Patrick Semansky, Associated Press
President Barack Obama and Republican challenger Mitt Romney are locked in a spending battle as the campaign season heats up, with Romney utilizing a Cold War spending strategy to reach voters and cripple his opponent.
"It's just like the Cold War," a Democratic strategist told Buzzfeed. "They're going to force Obama to spend himself into oblivion — while trying to peel off constituencies like the Eastern Bloc."
"There's no way they'll be able to keep up," a Republican operative said. "Our Super PACS are our Star Wars, if you will."
Although Obama's campaign has outspent Romney's campaign to date, the week of June 18 will be remembered as the week where Republican groups "dropped the advertising hammer" and began to close the financial gap, National Journal said Friday.
"If actions speak louder than words, Republicans are indicating they'll try to put several of the so-called Blue Wall states — states that have voted Democratic in every presidential election since 1992 — into play," the article said. "This week alone, Restore Our Future, the pro-Romney super PAC, and Americans for Prosperity, the conservative group funded in part by billionaire brothers Charles and David Koch, are spending a combined $1 million in Pennsylvania."
In 2011, Obama's campaign fundraising was smashing records, and reports said the campaign was aiming for a $1 billion fundraising haul. The Obama campaign now says it expects the president to become the first incumbent to be outspent by his opponent, and Republicans may become the first to hit the $1 billion mark instead.
As of March, Obama had raised $260.9 million compared to Romney's $122 million. However, the political action committees supporting both candidates have given Romney an edge in terms of money. The Romney-backing Restore Our Future Super PAC raised almost $5 million in May, for a total of $64 million so far, and American Crossroads raised $4.6 million. The Obama-supporting Priorities USA raised $4 million, The Washington Post reported.
Super PACs can raise and spend money without limits during elections, but are not allowed to coordinate with the candidates they are supporting.
The Obama reelection campaign spent more than $44.5 million in May, with $29 million going to an ad blitz in battleground states, the Times Leader reported. The spending outpaced his fundraising, which brought in $39.1 million. Romney's spending for May was $15.6 million, while Romney and the Republican party raised $76.8 million in May, nearly $17 million more than Obama and the Democratic National Committee.

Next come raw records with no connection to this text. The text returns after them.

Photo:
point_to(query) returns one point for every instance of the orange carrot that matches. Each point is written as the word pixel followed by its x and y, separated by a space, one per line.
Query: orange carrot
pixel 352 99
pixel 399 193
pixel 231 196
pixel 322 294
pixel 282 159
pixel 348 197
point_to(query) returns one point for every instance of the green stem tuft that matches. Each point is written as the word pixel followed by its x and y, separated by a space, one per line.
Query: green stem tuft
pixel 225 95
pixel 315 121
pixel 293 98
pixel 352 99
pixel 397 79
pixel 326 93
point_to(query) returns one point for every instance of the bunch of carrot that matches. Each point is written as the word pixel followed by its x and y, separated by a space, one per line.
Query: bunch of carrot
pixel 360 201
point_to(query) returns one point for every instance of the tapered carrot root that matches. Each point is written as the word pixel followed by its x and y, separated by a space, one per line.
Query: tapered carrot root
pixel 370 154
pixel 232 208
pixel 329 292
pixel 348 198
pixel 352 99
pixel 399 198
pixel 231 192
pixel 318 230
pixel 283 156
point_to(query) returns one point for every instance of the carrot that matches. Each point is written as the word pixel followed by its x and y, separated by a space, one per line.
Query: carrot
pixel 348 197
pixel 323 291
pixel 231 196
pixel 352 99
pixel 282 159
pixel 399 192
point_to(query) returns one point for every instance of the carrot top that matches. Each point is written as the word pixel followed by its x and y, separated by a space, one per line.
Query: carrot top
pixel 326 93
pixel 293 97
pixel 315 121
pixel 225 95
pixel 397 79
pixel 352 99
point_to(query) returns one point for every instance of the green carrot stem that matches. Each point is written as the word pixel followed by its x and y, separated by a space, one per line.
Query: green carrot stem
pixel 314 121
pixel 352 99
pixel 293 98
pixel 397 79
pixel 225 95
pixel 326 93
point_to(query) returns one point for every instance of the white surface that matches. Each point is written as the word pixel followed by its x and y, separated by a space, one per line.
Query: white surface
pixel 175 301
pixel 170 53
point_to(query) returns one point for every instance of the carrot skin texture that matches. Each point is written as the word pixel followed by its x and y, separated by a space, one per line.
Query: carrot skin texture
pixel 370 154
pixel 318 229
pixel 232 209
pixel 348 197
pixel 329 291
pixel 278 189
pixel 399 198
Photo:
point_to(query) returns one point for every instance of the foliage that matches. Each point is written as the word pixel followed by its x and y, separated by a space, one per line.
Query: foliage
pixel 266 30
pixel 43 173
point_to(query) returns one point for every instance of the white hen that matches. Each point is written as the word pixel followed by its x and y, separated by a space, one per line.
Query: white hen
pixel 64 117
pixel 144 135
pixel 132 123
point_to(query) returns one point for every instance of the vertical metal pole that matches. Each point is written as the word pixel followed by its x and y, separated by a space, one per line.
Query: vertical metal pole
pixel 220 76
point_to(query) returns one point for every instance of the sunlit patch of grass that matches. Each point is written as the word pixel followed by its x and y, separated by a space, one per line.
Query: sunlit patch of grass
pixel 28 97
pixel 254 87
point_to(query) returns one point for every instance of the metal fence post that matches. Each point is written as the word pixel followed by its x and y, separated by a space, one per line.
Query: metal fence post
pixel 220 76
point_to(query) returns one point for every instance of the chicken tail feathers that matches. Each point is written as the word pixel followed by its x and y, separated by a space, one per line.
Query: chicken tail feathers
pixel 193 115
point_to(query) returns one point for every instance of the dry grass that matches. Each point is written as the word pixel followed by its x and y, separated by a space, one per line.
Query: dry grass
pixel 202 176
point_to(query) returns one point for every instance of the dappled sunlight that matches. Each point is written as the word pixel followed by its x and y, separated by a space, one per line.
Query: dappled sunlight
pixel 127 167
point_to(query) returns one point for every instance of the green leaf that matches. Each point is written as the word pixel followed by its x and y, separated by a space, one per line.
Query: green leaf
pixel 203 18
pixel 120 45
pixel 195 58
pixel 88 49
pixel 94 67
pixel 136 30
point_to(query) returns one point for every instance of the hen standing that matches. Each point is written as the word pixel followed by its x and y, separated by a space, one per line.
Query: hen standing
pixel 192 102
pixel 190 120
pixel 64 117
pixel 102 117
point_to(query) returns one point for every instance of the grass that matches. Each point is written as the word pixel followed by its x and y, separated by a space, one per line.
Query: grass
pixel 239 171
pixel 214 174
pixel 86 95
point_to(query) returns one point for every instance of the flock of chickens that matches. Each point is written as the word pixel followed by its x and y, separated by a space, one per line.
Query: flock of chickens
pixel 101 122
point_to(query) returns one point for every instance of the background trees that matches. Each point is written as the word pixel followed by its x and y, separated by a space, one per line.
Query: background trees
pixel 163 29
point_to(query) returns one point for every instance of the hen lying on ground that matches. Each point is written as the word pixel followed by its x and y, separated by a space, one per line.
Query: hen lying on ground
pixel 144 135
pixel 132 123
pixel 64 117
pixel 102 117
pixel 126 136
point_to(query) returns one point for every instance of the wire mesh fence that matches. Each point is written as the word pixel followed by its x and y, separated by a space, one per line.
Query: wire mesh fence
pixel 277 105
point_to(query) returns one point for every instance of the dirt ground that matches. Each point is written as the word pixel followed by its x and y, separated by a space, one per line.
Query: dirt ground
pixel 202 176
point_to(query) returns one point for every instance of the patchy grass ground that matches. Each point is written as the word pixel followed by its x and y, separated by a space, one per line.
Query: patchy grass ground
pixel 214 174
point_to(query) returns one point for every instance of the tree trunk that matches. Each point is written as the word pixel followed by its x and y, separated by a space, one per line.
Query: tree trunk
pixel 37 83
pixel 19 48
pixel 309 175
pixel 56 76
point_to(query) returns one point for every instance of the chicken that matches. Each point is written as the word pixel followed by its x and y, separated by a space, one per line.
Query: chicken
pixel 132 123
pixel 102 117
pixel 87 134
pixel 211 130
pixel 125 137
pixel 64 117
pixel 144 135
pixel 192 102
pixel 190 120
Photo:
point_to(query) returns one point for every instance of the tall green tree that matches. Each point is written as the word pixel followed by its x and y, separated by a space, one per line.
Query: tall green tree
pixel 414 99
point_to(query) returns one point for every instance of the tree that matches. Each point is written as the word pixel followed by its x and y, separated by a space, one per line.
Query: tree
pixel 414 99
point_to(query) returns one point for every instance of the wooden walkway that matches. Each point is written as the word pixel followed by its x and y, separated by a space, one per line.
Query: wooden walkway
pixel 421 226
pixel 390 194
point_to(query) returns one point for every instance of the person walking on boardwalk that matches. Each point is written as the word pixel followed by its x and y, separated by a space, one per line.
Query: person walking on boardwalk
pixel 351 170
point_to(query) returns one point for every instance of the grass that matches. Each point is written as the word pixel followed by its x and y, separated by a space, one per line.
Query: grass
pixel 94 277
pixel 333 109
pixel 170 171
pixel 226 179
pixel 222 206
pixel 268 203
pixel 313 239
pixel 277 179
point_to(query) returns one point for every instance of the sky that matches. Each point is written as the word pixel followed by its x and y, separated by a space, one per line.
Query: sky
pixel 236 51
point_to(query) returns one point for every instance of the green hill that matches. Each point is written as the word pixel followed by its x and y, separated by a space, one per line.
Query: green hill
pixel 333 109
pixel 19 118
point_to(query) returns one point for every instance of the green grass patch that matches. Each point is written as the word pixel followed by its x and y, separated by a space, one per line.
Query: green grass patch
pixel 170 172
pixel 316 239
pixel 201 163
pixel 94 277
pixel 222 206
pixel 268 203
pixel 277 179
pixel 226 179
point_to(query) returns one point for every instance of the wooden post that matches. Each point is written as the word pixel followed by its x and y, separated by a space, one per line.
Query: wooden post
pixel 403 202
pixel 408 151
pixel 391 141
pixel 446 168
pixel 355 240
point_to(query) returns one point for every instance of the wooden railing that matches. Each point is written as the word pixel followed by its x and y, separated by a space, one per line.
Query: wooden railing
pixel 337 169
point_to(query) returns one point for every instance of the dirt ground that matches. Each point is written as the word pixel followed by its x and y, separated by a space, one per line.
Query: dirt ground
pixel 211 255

"The president is learning the hard way that there is a finite number of million dollar-plus fundraisers that any candidate can have, and he has chewed up most of his opportunities," Karl Rove wrote at The Wall Street Journal. "The president's team was hoping for a repeat of 2008, when financial muscle made it possible to spread out the battlefield and make a (successful) play for more states. That won't happen this time. The Obama campaign is spending its money too fast. And Mr. Romney is successfully marshaling resources so his campaign can make the fall campaign competitive in every battleground state."
Romney's fundraising has given him the ability to tailor specific ads to specific states with his "First 100 Days" TV push. The Iowa ad focuses on budget deficits and the president's health care overhaul. The Ohio ad promises to stand up to China and repeal harmful energy regulation, while the Virginia ad mentions drilling off the coast to boost energy production and North Carolina focuses more heavily on the economy. Romney is also closing in on Obama in polls, forcing Obama to spend money to defend states that voted for him in 2008.
Obama is facing fundraising trouble as well with Priorities USA struggling to pull in donations, Politico reported in May. The bulk of Priorities USA Action's money came from labor groups such as the National Air Traffic Controllers Association PAC ($1 million) and the United Association of Journeymen and Apprentices of the Pipe Fitting Industry ($250,000). In February, The Hill reported that lobbyists who have been barred from fundraising for the president are not donating to his super PAC instead.
"Did a great 'huzzah' go up among lobbyists when it was apparent that although we can't give to the Obama reelect directly, we can (give) to the super PAC that shared that goal? No," said Robert Raben, the president and founder of the Raben Group. "I do want the president to be reelected, but I already give a lot of money to congressional candidates."
Democrats may now expect to be outspent in the election, but they are still focused on the ultimate goal: the president's reelection.
"While we won't match the Republican attack machine dollar for dollar, as long as Democrats continue to step up, we will have the resources we need to make sure voters understand the devastating impact a Romney presidency will have on the middle class," Bill Burton, the co-founder of Priorities USA, told The Hill in May.
"We don't find any of this intimidating," another Obama donor said. "We will be prepared. If they think they're going to scare us, they haven't met us."